4.5 Linux rescue methods

 < Day Day Up > 

4.5 Linux rescue methods

You may often face problems with boot loaders, file systems, configuration files and so on. These problems may, in some cases, prevent you from booting up the system for fixing or debugging. In this section, we discuss common problems that you may encounter, and describe solutions. Figure 4-7 shows problem determination flow.

Figure 4-7. Flow chart of debugging Linux for pSeries

graphics/04fig07.gif

4.5.1 Boot loader corruption

The most common problem in Linux for pSeries that administrators face is that the system is unable to boot after installing.

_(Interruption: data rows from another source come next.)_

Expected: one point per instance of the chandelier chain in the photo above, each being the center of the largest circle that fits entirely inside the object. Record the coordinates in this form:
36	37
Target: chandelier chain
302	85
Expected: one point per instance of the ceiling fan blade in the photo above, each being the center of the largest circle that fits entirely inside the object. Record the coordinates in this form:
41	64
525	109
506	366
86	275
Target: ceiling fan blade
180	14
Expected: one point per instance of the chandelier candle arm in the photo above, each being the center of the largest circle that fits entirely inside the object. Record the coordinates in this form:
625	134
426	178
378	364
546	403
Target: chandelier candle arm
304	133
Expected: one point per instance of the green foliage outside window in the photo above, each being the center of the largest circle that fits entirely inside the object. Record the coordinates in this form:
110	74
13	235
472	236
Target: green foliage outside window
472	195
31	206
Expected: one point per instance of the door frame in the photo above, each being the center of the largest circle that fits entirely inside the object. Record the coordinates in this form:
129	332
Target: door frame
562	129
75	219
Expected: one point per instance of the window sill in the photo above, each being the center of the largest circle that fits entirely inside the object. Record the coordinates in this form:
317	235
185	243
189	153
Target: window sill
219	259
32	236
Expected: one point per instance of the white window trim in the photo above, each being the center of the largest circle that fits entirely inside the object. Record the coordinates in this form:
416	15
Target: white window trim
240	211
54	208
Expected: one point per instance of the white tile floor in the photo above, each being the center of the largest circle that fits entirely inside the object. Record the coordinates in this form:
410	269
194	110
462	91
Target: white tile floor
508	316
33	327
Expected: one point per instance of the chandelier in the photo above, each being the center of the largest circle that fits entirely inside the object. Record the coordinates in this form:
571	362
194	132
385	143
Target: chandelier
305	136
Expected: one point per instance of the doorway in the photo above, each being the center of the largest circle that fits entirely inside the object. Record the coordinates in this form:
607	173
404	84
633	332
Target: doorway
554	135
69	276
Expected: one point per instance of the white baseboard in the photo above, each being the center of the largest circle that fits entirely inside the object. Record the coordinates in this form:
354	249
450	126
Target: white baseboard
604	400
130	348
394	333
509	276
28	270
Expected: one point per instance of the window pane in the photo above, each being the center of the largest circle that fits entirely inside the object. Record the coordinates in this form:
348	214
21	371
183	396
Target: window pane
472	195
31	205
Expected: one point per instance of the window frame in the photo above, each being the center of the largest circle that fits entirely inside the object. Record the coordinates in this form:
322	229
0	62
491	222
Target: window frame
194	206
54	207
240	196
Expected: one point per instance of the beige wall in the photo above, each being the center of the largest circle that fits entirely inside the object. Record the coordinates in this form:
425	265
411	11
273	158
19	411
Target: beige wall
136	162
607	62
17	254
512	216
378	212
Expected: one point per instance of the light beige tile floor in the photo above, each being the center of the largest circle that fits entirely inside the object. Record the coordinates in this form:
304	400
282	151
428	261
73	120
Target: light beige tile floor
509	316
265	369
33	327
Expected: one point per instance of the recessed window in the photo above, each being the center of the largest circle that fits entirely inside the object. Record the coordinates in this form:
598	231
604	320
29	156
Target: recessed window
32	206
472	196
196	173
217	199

This could also happen if you have accidentally overwritten your boot loader. If the boot loader in the PReP partition called yaboot is corrupted, you will need to create another a new partition and reactivate it.

PReP boot loader corrupted

Before diagnosing boot loader corruption, make sure the system or LPAR boots up to the E1F1 LED panel, and proceed to load the respective boot loader from the disk.

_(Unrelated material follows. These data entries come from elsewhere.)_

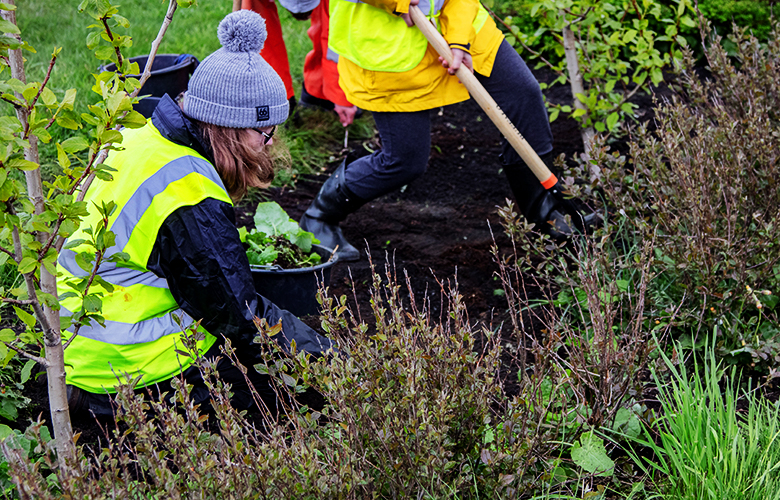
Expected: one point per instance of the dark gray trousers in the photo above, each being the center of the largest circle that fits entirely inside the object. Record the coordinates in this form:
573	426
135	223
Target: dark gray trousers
406	136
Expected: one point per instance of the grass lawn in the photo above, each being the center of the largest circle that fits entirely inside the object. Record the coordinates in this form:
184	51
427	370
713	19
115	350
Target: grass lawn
46	24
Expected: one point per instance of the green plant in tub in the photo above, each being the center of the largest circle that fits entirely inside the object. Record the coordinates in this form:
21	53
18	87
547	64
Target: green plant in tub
278	240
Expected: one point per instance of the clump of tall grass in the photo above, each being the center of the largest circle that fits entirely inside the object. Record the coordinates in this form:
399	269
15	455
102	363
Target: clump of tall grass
706	444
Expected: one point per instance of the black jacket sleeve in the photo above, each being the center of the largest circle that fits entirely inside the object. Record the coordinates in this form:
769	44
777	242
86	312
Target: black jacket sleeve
199	253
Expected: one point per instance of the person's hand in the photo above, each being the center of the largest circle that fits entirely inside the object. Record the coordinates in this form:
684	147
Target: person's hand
408	17
459	57
346	114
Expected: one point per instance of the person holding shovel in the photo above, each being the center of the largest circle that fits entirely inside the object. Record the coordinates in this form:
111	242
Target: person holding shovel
320	73
174	184
386	66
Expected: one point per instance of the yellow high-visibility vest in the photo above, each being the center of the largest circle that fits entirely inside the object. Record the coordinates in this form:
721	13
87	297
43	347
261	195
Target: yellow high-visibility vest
154	178
376	40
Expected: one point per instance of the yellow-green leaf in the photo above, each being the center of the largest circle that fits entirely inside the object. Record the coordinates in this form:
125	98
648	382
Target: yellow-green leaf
28	264
22	164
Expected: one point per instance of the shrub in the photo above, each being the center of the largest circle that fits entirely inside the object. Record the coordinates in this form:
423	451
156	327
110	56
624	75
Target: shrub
703	190
415	407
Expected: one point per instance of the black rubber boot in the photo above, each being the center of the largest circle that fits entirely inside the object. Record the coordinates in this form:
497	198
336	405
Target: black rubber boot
541	207
331	206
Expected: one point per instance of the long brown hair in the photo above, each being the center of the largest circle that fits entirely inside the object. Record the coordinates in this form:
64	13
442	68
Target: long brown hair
238	165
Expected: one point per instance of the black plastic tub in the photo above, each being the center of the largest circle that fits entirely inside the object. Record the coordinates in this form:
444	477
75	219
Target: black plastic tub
170	75
295	289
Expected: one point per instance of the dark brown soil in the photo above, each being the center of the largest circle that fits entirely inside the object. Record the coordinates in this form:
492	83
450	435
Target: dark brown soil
442	225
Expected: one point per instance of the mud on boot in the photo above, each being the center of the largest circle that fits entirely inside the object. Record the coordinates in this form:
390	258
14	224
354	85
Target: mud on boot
331	206
547	209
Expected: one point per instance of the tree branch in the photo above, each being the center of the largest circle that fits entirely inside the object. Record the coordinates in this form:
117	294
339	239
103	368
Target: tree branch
43	85
27	355
119	58
17	302
172	5
9	252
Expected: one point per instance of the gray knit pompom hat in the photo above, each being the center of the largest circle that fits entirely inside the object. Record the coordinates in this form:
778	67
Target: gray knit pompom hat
234	86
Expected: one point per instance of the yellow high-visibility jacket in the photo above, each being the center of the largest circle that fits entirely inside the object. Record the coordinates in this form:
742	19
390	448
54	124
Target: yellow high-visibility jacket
385	65
154	177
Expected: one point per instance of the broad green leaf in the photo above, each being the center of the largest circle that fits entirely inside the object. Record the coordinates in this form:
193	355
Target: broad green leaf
270	218
62	157
134	119
27	265
69	99
26	370
627	423
26	317
109	136
48	97
92	303
67	122
612	120
590	454
8	27
75	144
7	335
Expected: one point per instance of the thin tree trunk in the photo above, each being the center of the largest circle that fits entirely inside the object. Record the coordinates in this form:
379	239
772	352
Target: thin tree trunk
55	361
577	86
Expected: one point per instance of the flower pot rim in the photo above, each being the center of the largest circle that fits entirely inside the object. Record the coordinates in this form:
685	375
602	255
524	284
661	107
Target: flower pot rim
322	250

  1. Boot from the network or from CD-ROM and load the appropriate driver that you may need for your system. Refer to 2.1.4, "Review your choices" on page 23 for the basic device drivers used by adapters and Linux on pSeries.

  2. Load the all the modules that are needed for your system to load, as shown in Figure 4-8. For example, if you have an SCSI external CD-ROM that you plan to use to boot the installation, you will need to load the driver for the SCSI card.

    Figure 4-8. Loading modules from the SuSE Installer

    graphics/04fig08.jpg

  3. After loading the required module, you will then select the Start Rescue System shown in Figure 4-9 on page 186, and then select the location of your kernel. You have the choice of booting from CD, network, hard disk or floppy. When boot into the rescue mode, the SLES Installer will give you a small Linux operating system located in the ramdisk . With this, you will be given a "Rescue" prompt with full root access.

    Figure 4-9. Booting into rescue mode for recovery

    graphics/04fig09.jpg

  4. Do a file system check on your disk:

      Rescue :/ # fsck.reiserfs /dev/<disk>  
  5. Create a new partition with the command fdisk and set the type of the partition to PReP Boot (ID 41) and active boot device. The size of the partition is recommended not to exceed 8 Mb in size , as it will only contain the image that will be used to boot the system.

      Rescue :/ # fdisk /dev/<disk>  

    Select option "n" and add a primary partition. If you have an existing partition, use the option "d" to delete it first. Make sure the size created is less than 8 Mb. Then use option "t" to change the boot type to 41. 41 is the boot type for PPC PReP Boot.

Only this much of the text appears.